Small Differences May Be Significant
The Press Ganey survey analyzed 29 Likert-scaled questions grouped into six service domains—access to care, moving through the visit, nursing, care provider, personal issues and overall assessment. On many questions within each of the six domains, the difference in mean Press Ganey scores between the community setting and the academic medical setting did not rise to the level of statistical significance.
And, even in those areas where there was a significant difference, both types of providers scored fairly high. One example is “ease of scheduling appointment,” in which non-teaching otolaryngologists scored 89.1 and teaching otolaryngologists scored 90.2. “That’s like saying, ‘Statistically speaking, Michael Phelps swims faster than Ryan Lochte,’” said C.W. David Chang, MD, assistant professor of clinical otolaryngology at the University of Missouri School of Medicine in Columbia. “The difference is miniscule.”

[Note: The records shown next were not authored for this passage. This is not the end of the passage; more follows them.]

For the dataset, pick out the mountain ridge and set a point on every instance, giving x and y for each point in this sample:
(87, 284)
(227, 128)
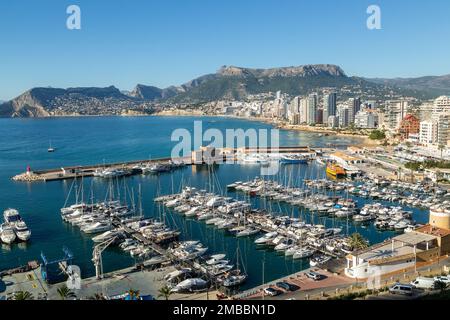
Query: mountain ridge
(228, 82)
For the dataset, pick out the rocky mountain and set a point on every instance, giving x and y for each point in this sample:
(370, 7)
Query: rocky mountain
(153, 93)
(229, 82)
(43, 102)
(434, 85)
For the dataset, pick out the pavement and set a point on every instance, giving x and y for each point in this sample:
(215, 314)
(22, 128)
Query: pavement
(114, 284)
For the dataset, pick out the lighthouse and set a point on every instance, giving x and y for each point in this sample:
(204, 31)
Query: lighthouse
(440, 217)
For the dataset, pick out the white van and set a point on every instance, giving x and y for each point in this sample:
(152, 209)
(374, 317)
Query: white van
(424, 283)
(404, 289)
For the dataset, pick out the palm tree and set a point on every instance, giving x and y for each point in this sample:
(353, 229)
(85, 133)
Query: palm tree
(133, 294)
(65, 293)
(165, 292)
(358, 242)
(441, 148)
(97, 296)
(23, 295)
(441, 286)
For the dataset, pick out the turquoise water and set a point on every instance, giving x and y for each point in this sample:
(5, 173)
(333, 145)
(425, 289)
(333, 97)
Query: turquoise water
(81, 141)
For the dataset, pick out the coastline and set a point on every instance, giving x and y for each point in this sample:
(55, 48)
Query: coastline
(365, 141)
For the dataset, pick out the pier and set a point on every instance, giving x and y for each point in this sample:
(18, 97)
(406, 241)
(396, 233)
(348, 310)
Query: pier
(197, 157)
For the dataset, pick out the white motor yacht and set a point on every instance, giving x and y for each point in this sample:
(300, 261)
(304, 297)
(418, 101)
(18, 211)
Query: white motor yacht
(247, 232)
(7, 234)
(303, 253)
(268, 237)
(22, 231)
(97, 227)
(190, 285)
(11, 217)
(214, 259)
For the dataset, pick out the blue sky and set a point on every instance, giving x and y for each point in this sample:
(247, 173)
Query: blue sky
(167, 42)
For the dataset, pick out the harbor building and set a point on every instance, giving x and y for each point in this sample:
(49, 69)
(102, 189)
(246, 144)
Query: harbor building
(407, 251)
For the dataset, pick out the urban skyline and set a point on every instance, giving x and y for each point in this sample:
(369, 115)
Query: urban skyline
(159, 43)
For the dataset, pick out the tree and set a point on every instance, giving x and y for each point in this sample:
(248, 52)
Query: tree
(65, 293)
(377, 135)
(441, 286)
(97, 296)
(165, 292)
(134, 294)
(23, 295)
(441, 148)
(358, 242)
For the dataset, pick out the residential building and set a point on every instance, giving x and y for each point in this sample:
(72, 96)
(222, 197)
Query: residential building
(365, 119)
(343, 115)
(304, 110)
(329, 105)
(395, 113)
(333, 121)
(353, 109)
(443, 137)
(428, 132)
(409, 125)
(442, 104)
(312, 108)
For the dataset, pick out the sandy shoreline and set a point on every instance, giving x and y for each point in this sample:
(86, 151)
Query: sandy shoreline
(365, 141)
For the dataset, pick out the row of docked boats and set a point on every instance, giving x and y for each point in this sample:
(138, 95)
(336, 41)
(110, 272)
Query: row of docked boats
(155, 168)
(113, 221)
(214, 268)
(13, 228)
(286, 235)
(216, 211)
(284, 159)
(386, 217)
(97, 217)
(326, 204)
(159, 167)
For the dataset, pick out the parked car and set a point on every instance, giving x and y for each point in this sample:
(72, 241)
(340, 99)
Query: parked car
(424, 283)
(287, 286)
(314, 276)
(444, 279)
(272, 292)
(404, 289)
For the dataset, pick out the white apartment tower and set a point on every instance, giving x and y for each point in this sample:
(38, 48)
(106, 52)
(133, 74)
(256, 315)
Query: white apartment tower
(329, 105)
(428, 132)
(311, 109)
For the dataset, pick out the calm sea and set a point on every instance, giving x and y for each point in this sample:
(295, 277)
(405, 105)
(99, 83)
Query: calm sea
(92, 140)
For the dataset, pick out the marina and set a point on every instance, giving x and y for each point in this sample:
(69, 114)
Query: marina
(246, 258)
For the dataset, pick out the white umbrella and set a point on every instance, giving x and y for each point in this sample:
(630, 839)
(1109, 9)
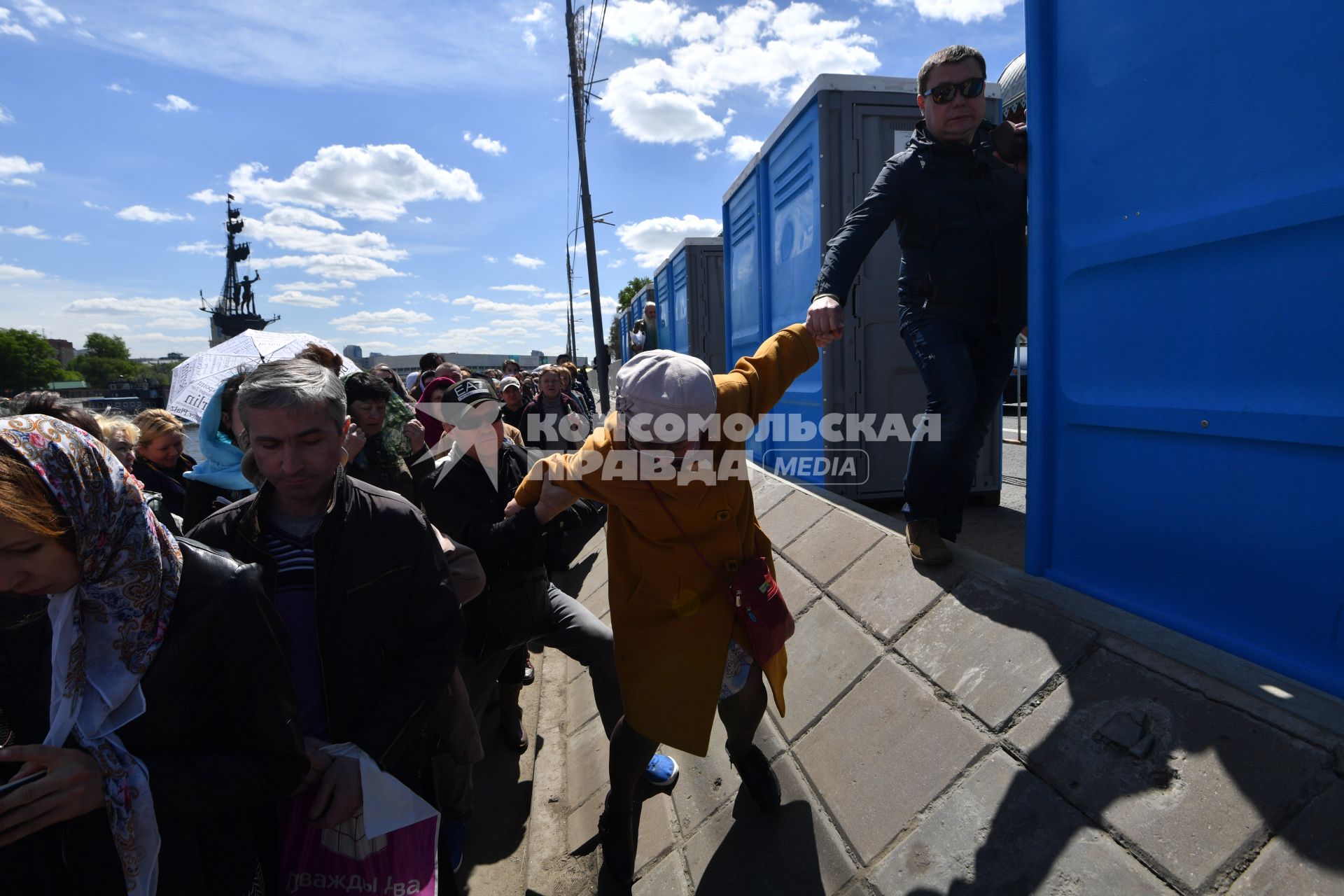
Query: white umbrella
(195, 381)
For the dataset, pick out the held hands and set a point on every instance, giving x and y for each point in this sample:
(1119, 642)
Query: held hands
(340, 793)
(414, 430)
(73, 788)
(825, 320)
(553, 501)
(355, 440)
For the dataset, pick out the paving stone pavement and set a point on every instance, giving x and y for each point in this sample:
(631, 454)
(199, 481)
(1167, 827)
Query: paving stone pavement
(948, 734)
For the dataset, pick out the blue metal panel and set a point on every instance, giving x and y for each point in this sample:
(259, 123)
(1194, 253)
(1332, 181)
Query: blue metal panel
(1187, 416)
(793, 209)
(679, 327)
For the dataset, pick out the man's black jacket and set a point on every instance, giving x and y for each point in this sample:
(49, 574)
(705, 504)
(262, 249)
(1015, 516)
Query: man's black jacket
(219, 739)
(388, 625)
(464, 504)
(961, 216)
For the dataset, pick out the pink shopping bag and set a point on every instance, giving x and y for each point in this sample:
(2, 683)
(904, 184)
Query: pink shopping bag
(342, 862)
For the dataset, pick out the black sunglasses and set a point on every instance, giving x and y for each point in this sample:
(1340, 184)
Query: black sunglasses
(971, 88)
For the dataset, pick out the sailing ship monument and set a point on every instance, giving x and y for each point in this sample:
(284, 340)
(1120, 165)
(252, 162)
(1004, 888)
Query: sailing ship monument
(235, 309)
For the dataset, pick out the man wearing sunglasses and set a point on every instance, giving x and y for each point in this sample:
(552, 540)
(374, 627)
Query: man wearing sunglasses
(961, 216)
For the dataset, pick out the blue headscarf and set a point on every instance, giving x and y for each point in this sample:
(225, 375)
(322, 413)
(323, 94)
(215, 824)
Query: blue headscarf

Dr. Boss sees the statistics differently. “Actually, this small difference is much more significant than it may seem,” she said. Scores received on a satisfaction survey are right-skewed and typically have a very small range for each question, she added. The majority of patients give physicians or practices scores of 4 (“good”) or 5 (“very good”/“great”). The individual survey scores, typically ranging from 75 to 100, are averaged and then benchmarked against all other otolaryngology practices, so that each practice receives a national percentile rank of 1 to 100. Depending on the question, a difference of approximately 0.7 in mean score may mean a difference of more than 10 percentiles nationally, she said, and added that small differences perceived in the mean score are actually quite significant.